Preparó el desayuno esa mañana, y cada movimiento de ella me hacía recordar el condenado poema de Prévert. Dijo que necesitaba aire, saber qué le pasaba, que era sólo una “oportuncrisis”. Nada de eso lo creí: sabía que jamás volvería a pisar el umbral de mi departamento. Sus manos avanzaron hasta el roce. Esa mañana su rostro era de más niña que nunca: me concedí un acto indulgente de piedad, intenté retenerla, mostrarle qué tanto desnudos estábamos los dos ante el dolor del mundo; que ha nadie le importaba lo que nos pasaba. Era invierno: ella echó su abrigo sobre sus hombros y se fue.
Así de sencillo.
En los días que vinieron no paró de llover en mi corazón cansado. Sí, comprendí todo aquello de que cada uno busca la felicidad a toda costa a través de la presencia del otro.

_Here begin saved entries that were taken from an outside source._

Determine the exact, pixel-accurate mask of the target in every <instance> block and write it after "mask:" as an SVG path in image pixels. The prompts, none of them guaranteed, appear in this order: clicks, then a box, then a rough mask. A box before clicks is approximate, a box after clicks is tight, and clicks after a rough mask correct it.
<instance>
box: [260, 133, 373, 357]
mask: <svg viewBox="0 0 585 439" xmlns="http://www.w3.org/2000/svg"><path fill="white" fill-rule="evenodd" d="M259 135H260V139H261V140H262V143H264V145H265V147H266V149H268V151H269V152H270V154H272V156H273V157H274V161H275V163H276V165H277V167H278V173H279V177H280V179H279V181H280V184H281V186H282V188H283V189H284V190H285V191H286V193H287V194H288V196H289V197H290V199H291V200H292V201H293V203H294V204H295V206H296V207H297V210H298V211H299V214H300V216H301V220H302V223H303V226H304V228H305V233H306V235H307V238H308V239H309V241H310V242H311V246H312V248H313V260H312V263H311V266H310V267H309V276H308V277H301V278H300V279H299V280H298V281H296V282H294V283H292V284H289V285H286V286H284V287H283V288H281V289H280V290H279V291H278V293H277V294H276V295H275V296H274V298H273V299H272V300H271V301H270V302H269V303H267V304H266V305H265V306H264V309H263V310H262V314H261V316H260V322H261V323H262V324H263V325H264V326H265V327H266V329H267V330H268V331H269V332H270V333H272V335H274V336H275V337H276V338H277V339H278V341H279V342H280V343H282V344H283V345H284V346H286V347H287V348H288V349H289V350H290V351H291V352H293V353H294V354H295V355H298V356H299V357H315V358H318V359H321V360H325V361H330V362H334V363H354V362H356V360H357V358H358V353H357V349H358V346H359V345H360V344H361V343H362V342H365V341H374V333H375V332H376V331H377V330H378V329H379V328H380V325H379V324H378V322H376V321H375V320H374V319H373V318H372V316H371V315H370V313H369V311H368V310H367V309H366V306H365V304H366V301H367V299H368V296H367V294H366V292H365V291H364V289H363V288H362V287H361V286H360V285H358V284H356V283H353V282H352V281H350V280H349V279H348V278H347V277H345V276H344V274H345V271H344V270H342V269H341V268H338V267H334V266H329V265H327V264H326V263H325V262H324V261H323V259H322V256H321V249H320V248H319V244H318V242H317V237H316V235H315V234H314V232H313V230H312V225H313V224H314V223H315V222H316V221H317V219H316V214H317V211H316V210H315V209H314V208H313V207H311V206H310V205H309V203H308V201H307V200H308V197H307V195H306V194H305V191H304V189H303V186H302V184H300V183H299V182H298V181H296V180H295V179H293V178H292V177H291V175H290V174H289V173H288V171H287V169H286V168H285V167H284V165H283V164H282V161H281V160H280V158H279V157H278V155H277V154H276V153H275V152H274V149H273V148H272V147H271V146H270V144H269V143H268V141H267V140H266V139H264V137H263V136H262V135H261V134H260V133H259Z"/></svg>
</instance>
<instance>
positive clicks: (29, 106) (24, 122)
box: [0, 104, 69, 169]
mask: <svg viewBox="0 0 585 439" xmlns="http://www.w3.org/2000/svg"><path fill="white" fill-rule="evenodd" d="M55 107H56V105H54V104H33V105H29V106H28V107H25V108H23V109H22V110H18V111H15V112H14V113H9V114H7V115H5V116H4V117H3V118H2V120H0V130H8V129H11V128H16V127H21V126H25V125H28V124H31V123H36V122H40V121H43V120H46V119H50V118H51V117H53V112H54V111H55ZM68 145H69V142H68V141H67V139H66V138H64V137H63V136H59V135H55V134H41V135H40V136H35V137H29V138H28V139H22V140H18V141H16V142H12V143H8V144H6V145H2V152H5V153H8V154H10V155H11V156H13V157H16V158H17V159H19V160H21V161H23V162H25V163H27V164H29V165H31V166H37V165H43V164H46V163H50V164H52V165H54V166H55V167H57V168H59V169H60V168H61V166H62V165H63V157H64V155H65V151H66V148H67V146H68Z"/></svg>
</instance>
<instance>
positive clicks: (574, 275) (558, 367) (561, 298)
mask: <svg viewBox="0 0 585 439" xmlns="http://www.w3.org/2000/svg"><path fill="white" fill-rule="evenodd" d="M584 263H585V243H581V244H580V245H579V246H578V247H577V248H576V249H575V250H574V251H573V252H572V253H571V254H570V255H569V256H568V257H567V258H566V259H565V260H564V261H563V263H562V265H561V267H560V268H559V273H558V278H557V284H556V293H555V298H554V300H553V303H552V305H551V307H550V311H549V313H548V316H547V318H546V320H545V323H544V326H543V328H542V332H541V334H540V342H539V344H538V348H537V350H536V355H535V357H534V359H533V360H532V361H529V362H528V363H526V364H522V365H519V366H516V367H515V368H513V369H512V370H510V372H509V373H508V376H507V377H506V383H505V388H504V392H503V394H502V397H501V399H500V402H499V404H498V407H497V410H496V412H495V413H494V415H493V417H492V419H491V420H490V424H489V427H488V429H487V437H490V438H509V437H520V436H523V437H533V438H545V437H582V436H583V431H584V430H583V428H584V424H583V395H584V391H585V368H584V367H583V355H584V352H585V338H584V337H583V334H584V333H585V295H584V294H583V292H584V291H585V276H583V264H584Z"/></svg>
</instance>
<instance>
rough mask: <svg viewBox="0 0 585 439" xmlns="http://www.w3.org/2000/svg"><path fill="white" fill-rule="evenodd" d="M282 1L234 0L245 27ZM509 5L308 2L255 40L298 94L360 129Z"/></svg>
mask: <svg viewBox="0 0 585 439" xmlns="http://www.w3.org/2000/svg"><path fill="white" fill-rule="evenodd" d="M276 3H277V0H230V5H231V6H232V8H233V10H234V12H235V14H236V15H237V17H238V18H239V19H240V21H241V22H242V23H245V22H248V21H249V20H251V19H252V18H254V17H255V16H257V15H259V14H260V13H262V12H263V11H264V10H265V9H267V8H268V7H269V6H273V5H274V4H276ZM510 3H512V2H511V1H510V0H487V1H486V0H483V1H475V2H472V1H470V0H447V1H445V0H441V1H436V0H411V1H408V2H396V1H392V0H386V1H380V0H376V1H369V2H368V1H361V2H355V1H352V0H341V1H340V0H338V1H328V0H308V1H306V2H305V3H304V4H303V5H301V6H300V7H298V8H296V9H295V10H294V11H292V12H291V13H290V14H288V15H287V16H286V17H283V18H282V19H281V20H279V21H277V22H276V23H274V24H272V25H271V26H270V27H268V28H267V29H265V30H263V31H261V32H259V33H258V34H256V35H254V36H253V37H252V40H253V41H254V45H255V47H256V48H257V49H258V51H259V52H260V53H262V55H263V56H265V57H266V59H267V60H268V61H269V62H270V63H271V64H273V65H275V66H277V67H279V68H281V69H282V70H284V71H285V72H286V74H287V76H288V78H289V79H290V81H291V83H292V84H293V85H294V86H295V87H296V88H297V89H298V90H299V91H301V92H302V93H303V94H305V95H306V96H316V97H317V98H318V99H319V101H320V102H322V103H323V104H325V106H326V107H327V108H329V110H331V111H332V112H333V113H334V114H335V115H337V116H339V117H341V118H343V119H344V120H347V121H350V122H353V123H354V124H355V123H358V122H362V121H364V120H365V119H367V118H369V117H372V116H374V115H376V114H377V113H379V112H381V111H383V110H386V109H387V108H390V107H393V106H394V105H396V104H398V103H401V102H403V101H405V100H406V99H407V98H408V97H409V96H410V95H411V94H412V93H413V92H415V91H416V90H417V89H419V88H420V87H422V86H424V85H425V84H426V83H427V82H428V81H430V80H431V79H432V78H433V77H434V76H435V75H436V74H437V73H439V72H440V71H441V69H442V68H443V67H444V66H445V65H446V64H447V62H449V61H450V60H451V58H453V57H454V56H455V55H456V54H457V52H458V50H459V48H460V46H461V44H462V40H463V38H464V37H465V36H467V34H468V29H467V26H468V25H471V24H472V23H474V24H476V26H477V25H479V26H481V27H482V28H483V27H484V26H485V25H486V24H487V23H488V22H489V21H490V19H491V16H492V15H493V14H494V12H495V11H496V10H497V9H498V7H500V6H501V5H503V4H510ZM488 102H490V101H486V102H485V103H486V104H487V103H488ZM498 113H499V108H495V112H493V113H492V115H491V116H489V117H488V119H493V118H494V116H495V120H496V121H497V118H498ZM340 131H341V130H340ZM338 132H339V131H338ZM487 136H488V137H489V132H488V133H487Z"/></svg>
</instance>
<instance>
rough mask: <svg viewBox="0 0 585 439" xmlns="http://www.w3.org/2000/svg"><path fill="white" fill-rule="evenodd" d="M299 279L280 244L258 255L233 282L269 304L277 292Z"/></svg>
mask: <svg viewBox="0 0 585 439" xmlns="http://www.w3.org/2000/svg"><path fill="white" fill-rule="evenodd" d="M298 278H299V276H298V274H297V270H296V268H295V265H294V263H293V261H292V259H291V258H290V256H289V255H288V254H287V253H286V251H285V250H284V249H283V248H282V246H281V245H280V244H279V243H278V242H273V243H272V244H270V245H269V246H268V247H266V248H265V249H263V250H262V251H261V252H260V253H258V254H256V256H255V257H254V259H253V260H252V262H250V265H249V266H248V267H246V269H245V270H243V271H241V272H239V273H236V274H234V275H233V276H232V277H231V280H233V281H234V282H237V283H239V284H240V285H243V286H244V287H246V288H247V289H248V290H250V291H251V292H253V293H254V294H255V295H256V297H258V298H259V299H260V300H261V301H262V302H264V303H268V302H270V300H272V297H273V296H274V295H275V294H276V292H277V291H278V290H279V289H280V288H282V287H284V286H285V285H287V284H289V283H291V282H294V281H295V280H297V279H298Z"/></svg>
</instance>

Pero la vida juega a la ruleta con nosotros.
Entonces, un día, un encuentro, un llamado por teléfono, otra voz, alguien que piensa en nosotros nuevamente y los días corren veloces sobre la tierra y nos restaura algo del elemento perdido. Otra vez la leve modelización del amor sobre otra piel, otra vez el temor de sabernos desnudos, indefensos ante el borrador que se escribe de nuevo. Otra vez la ceguera ante la puerta que se abre, el éxtasis y el abismo. Vivir: ejercicio de nadar en la red tejida de los sueños.
La vida todo te enseña, sólo si lo has vivido.